How to mitigate currency risks during the COVID- 19 crisis

World economics is rapidly changing around the globe because of the on-going COVID19 crisis. Currency rates are fluctuating rapidly and creating global unrest. Many countries and experts have sat together in dismay to work out the solutions to the resultant economic crisis. Currency risks during the COVID-19 crisis are alarming.

Only recently, the world economy had seen the Oil crisis due to COVID19. The money matters were brought under questions as the next possible victim of the virus. Patients are put in quarantine, and the populous at large is observing self-quarantine and social distancing practices to avoid the spread. There are border restrictions, travel bans, hotels and restaurants are closed. This unforeseen situation has created a demand shock for currency. Every corporation knows the currency risk could hurt their sales. Still, they are somewhat secretly hoping everything will turn out for the best in the future.

 

The worldwide supply chain is disturbed, and the end-to-this crisis is nowhere to be seen as of now. People are concerned and threatened by the endemic. Every businessperson is worried about what is going to happen soon. Outlets are closed; people are reserved about spending and going out. This situation has created a supply disruption for bills and notes. Also, the virus is supposedly spreading through hard cash. People are getting affected when they touch a contaminated currency note. Cashiers at banks are getting infected, banks are being sealed, and it is going out of control.

One can mitigate the currency risks during the COVID19 crisis by using a hedging instrument called forward contract. This contact locks the currency rate once agreed upon by both parties. This instrument is used by organizations when currency fluctuation is evident, and the deal is created to alleviate the currency risks.

 

The contracts made amid COVID-19 could carry additional risks as the customer might not be able to pay on the due date. The financial institutions will charge penalties for that delay, and both parties could suffer from it.
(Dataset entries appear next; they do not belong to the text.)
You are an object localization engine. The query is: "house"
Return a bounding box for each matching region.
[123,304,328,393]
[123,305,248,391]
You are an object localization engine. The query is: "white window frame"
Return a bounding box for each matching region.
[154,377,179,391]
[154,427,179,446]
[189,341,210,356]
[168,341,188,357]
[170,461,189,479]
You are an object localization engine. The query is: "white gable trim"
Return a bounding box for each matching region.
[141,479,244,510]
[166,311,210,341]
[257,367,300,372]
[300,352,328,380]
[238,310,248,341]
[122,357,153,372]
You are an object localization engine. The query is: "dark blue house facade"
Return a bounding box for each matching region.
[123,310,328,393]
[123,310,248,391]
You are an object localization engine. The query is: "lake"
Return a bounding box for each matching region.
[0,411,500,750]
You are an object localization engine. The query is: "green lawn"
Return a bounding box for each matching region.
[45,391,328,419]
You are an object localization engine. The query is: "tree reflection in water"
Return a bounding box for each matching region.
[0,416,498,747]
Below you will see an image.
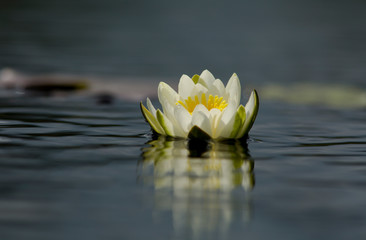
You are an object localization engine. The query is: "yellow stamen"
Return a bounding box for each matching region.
[176,93,228,114]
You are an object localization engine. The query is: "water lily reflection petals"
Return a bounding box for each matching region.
[140,70,259,139]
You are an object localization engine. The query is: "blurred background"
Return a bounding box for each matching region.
[0,0,366,87]
[0,0,366,240]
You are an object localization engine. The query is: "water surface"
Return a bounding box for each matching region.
[0,91,366,239]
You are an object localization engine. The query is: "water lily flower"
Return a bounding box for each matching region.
[140,70,259,139]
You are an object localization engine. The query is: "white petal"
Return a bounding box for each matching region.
[146,98,156,118]
[158,82,178,113]
[174,105,192,137]
[214,103,237,138]
[178,75,195,99]
[226,73,241,106]
[192,104,212,136]
[209,79,228,97]
[198,69,215,88]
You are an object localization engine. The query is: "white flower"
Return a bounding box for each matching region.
[140,70,259,139]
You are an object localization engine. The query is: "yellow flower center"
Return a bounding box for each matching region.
[176,93,227,114]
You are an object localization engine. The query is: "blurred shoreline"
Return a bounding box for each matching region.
[0,69,366,108]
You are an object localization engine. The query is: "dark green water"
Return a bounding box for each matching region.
[0,92,366,239]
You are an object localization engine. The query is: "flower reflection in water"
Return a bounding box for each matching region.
[139,136,254,239]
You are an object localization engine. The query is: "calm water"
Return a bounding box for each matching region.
[0,0,366,240]
[0,94,366,239]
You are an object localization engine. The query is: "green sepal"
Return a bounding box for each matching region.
[140,102,164,134]
[229,105,246,138]
[188,125,211,140]
[238,89,259,138]
[156,109,174,137]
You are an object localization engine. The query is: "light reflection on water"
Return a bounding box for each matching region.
[140,136,255,239]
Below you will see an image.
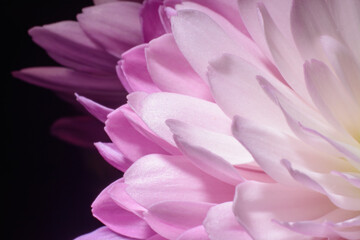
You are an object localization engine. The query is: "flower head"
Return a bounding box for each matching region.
[17,0,360,240]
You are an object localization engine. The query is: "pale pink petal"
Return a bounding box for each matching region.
[74,227,133,240]
[176,225,210,240]
[123,105,180,155]
[140,0,165,42]
[145,34,212,100]
[329,0,360,63]
[29,21,116,74]
[92,182,154,239]
[105,106,166,162]
[94,142,132,172]
[77,1,142,57]
[233,181,334,240]
[124,154,234,208]
[208,54,290,131]
[108,178,146,218]
[116,44,160,93]
[171,10,265,80]
[13,67,123,95]
[51,116,109,147]
[320,36,360,102]
[282,159,360,211]
[304,60,360,132]
[144,201,214,239]
[128,92,231,146]
[204,202,252,240]
[189,0,249,36]
[291,0,340,60]
[75,93,113,123]
[166,120,248,185]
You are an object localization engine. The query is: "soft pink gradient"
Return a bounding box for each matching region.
[19,0,360,240]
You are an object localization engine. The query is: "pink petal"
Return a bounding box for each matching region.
[140,0,165,42]
[145,34,212,100]
[77,1,142,57]
[204,202,252,240]
[116,44,160,93]
[238,0,291,59]
[128,92,230,146]
[74,227,133,240]
[144,201,213,239]
[94,142,132,172]
[75,93,113,123]
[171,10,263,79]
[29,21,116,74]
[124,154,234,208]
[166,120,248,185]
[258,4,310,101]
[105,106,166,162]
[304,60,360,134]
[176,225,210,240]
[51,116,109,147]
[208,54,290,131]
[233,181,334,240]
[291,0,340,60]
[92,182,154,238]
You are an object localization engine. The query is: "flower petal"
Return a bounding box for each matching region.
[124,154,234,208]
[77,1,142,57]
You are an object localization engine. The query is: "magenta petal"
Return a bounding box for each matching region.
[29,21,116,74]
[75,93,113,123]
[140,0,165,42]
[144,201,213,239]
[145,34,212,100]
[204,202,252,240]
[74,227,133,240]
[77,2,142,57]
[176,225,210,240]
[51,116,109,147]
[94,142,132,172]
[92,182,154,239]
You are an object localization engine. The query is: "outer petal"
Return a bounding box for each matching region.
[204,202,252,240]
[166,120,248,185]
[75,93,113,123]
[233,181,334,240]
[92,182,154,238]
[77,2,142,57]
[116,44,160,93]
[74,227,133,240]
[105,106,166,162]
[29,21,116,74]
[124,154,234,208]
[140,0,165,42]
[144,201,213,239]
[171,10,263,79]
[94,142,132,172]
[208,54,290,131]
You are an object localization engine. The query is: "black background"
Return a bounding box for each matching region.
[4,0,121,240]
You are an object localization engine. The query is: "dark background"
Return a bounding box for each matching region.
[1,0,121,240]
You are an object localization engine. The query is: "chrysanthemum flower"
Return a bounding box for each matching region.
[17,0,360,240]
Even after considering these risks, a Forward Contract is still the best practice to carry out in the pandemic.

Another hedging instrument provided by banks and other financial institutions is the FX options, and it is more flexible in its’ nature. There is one demerit to that with many demerits. The disadvantage is having to pay an upfront fee. However the advantages come in numbers, such as flexibility is phenomenal when comparing with Forwarding Contracts. The choice of FX options is another benefit, as many institutions provide FX options for the sales and purchase of your goods.

 

A business could reduce the currency risk if they don’t have to lock up their capital in the dealings. There are guarantees provided by your banks and you will not need to put up with collateral. These guarantees are Forex Facility Guarantees (FXG). Apart from these documented strategies, one can learn to predict currency risks when developing budgets for your company. You could lock the currency rate internally for your financial budget, to avoid unforeseen risks involved. Keep the predictions on the lower side as it is better to prepare for the worst.